Amarika – The principal of Amarika Junior Primary School, Abraham Haukelo, is astounded by the dedication of a group of six women who after they dropped out of school a decade ago are now back with commitment.
Some of the adult learners discontinued their primary education in the fourth grade because Amarika school before January this year only offered classes up to Grade 4, and learners who wanted to continue grades 5, 6 or 7 had to walk a very long distance to the next school.
Fortunately for Amarika this year it introduced a fifth grade and next year it will introduce a sixth grade and the year after a seventh grade. Learners’ plight was compounded by the fact that the nearest other school, located some 70km away, does not have a hostel.
But the commitment and passion of the learners that returned to school is attested by their performance.
Haukelo told New Era last Friday that two of the six learners are among the best in the entire Grade 5 class and they seem motivated and very committed to their schoolwork.
Haukelo said the Office of the Vice-President through its office for marginalised communities has promised to assist each of the learners with a monthly grant of N$500 to attend to basic necessities.

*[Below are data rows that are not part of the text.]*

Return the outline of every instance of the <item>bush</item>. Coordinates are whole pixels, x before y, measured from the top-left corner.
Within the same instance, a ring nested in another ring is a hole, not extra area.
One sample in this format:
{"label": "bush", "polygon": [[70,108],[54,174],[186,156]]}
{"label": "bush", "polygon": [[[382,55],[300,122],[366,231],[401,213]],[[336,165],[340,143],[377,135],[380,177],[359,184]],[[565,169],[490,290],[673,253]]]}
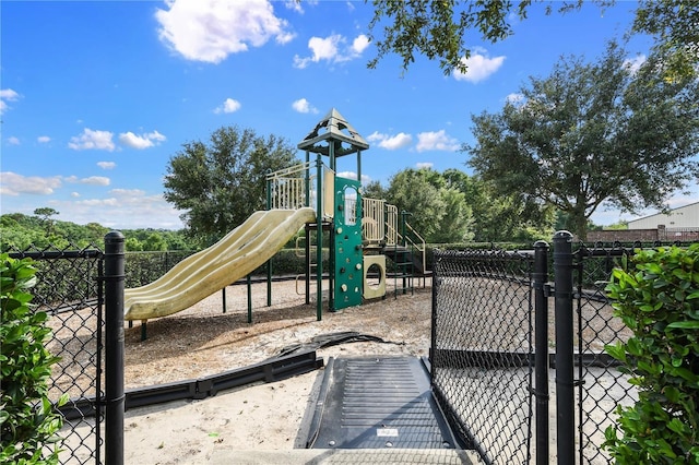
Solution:
{"label": "bush", "polygon": [[633,337],[605,348],[639,398],[617,407],[604,448],[619,464],[699,464],[699,245],[629,261],[635,266],[623,261],[606,290]]}
{"label": "bush", "polygon": [[[47,314],[33,312],[36,270],[28,259],[0,255],[0,463],[58,463],[57,432],[62,417],[48,398],[51,366],[58,361],[45,348],[50,330]],[[62,396],[59,405],[64,404]]]}

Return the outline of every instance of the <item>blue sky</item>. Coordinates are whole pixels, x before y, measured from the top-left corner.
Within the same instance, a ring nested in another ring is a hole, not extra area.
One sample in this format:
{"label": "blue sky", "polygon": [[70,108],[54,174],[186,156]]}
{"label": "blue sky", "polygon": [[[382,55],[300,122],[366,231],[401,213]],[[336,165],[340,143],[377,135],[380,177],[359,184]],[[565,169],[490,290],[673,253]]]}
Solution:
{"label": "blue sky", "polygon": [[[471,172],[459,152],[473,143],[471,115],[498,111],[562,55],[595,60],[636,3],[604,14],[593,4],[550,16],[543,8],[498,44],[473,33],[469,72],[445,76],[422,57],[406,73],[394,56],[368,70],[376,50],[364,1],[3,1],[0,211],[50,206],[79,224],[180,228],[163,177],[182,144],[237,124],[296,145],[331,108],[371,145],[365,180],[387,186],[424,166]],[[635,38],[629,60],[649,45]],[[339,169],[355,170],[346,158]],[[692,190],[671,206],[699,201]],[[593,216],[620,218],[632,217]]]}

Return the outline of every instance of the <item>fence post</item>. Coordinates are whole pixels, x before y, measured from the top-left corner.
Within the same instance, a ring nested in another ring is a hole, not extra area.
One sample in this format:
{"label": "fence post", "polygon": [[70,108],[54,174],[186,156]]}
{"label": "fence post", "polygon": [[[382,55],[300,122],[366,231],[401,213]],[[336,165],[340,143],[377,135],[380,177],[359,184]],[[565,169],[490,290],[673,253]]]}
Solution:
{"label": "fence post", "polygon": [[536,464],[548,464],[548,243],[534,243],[534,379]]}
{"label": "fence post", "polygon": [[559,464],[576,463],[573,390],[572,235],[554,235],[556,434]]}
{"label": "fence post", "polygon": [[105,463],[123,465],[123,235],[105,236]]}

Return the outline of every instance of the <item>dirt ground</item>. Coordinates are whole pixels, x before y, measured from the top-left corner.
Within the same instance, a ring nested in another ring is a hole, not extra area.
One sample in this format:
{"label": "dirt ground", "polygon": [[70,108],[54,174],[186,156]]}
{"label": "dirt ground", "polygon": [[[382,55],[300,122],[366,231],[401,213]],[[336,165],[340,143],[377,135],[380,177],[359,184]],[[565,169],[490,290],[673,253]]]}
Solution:
{"label": "dirt ground", "polygon": [[[252,323],[248,323],[247,286],[228,286],[176,315],[126,330],[126,389],[200,378],[246,367],[279,355],[293,344],[306,344],[321,334],[354,331],[395,344],[353,343],[353,353],[427,355],[430,337],[431,286],[415,287],[398,296],[337,312],[323,308],[317,319],[316,295],[306,305],[304,285],[272,284],[272,306],[266,307],[266,284],[253,284]],[[312,286],[311,286],[312,287]],[[392,287],[392,286],[391,286]],[[327,299],[325,299],[327,300]],[[325,305],[327,307],[327,305]],[[344,351],[334,347],[330,351]]]}

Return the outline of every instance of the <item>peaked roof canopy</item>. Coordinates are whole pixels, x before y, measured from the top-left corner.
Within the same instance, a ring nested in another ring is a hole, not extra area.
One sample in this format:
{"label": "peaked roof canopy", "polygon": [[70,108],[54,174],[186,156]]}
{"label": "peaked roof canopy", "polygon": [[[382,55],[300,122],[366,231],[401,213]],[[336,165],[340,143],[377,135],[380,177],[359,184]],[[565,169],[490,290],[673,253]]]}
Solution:
{"label": "peaked roof canopy", "polygon": [[[328,144],[322,144],[323,141],[328,141]],[[369,148],[367,141],[334,108],[316,124],[316,128],[298,143],[297,147],[321,155],[330,155],[331,142],[334,148],[333,154],[336,157]]]}

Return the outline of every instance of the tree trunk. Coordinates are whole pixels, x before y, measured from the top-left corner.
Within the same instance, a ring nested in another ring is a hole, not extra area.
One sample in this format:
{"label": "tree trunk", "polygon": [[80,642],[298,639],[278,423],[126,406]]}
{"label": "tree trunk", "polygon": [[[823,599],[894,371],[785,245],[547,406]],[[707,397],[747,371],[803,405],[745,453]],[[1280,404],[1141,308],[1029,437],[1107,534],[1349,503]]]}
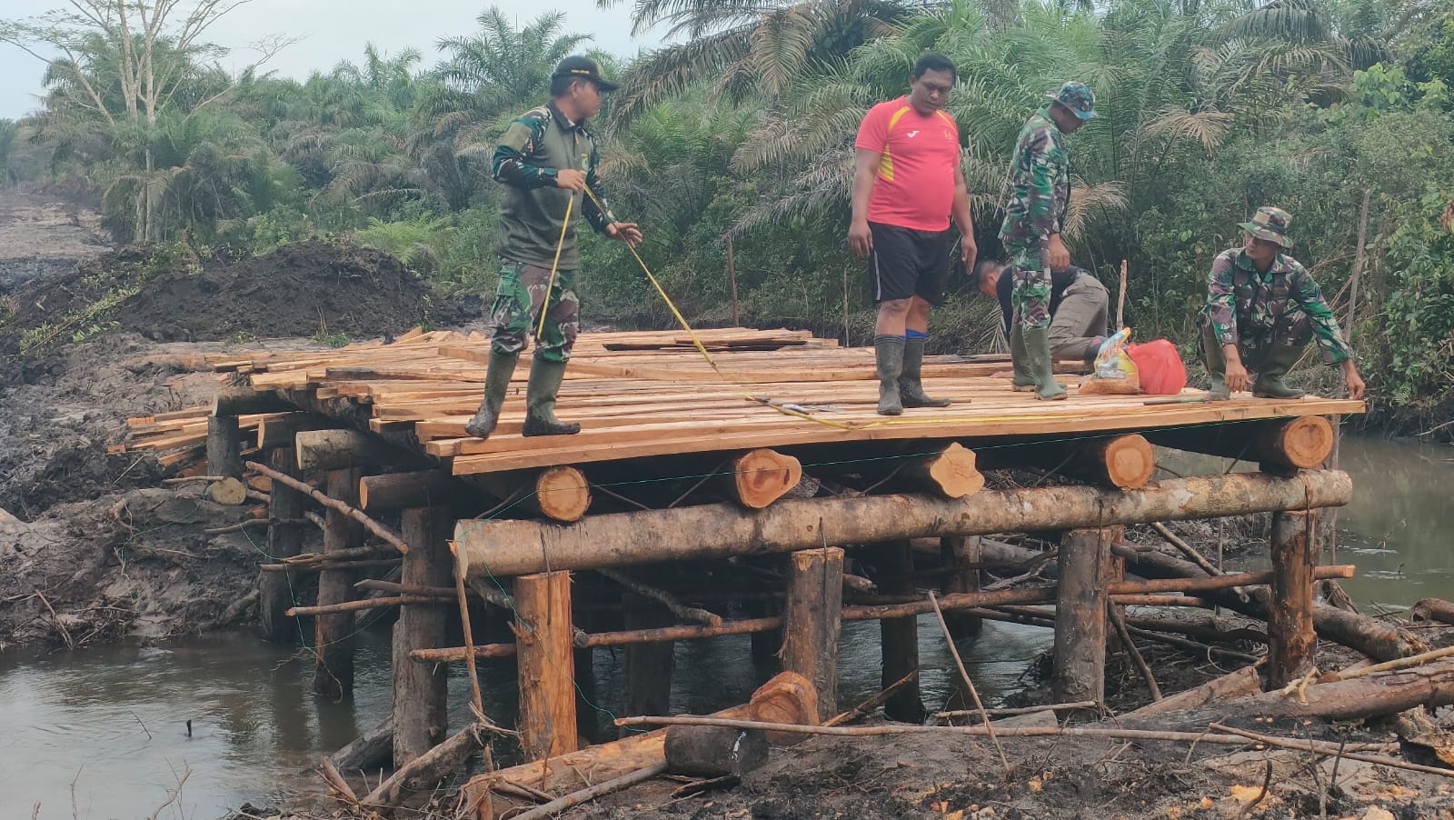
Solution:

“I really commend the Office of the Vice-President for a job well done. These learners really need support because they know why they came back to school,” said Haukelo.
Two of the learners have already started to receive the government grant while others are waiting to be registered for the N$500 monthly grant.
Senia Endjala, an economic planner in the Office of the Vice-President, said she is also impressed that the learners have taken their schoolwork seriously, which is a good example for the previously disadvantaged.
“It was a very pitiful situation for these ladies. Their background is not that good and our office decided to assist them,” said Endjala.
Endjala stated her office decided to start with Saara Lukas and Ottillie Johannes who are orphans but now mothers.
Saara, now 23, completed her Grade 4 at Amarika in 2005 when she was 12 but discontinued her primary education because the nearest school that offered the next grade, Erastus Shapumba Junior Secondary School in Etilyasa, is located about 80km away. Saara said she had nowhere to go to further her primary education. Her dilemma was compounded by the fact the distant school does not have a hostel.
When the Deputy Minister in the Office of the Vice-President responsible for marginalised communities, Royal /Ui/o/oo, visited the school in July last year, Amarika Primary School was granted immediate curriculum extension approval up to Grade 8.
Ottilie Johannes, 20, left school in 2006, but she returned to school following advice from her parents when Amarika Primary School was upgraded to offer Grade 5 classes.
Others who came back are Lydia Ipinge, 19, Josephina Gabriel and Ottillie Jonas, both 17, and Leena Kashenye, 16, all former learners of Amarika.
Nevertheless, teachers said although two of the returnees are among the best learners, there are those who struggle to cope in the classroom.
Teachers noted some learners totally forgot what they were taught in Grade 4 because of the long period they have stayed at home.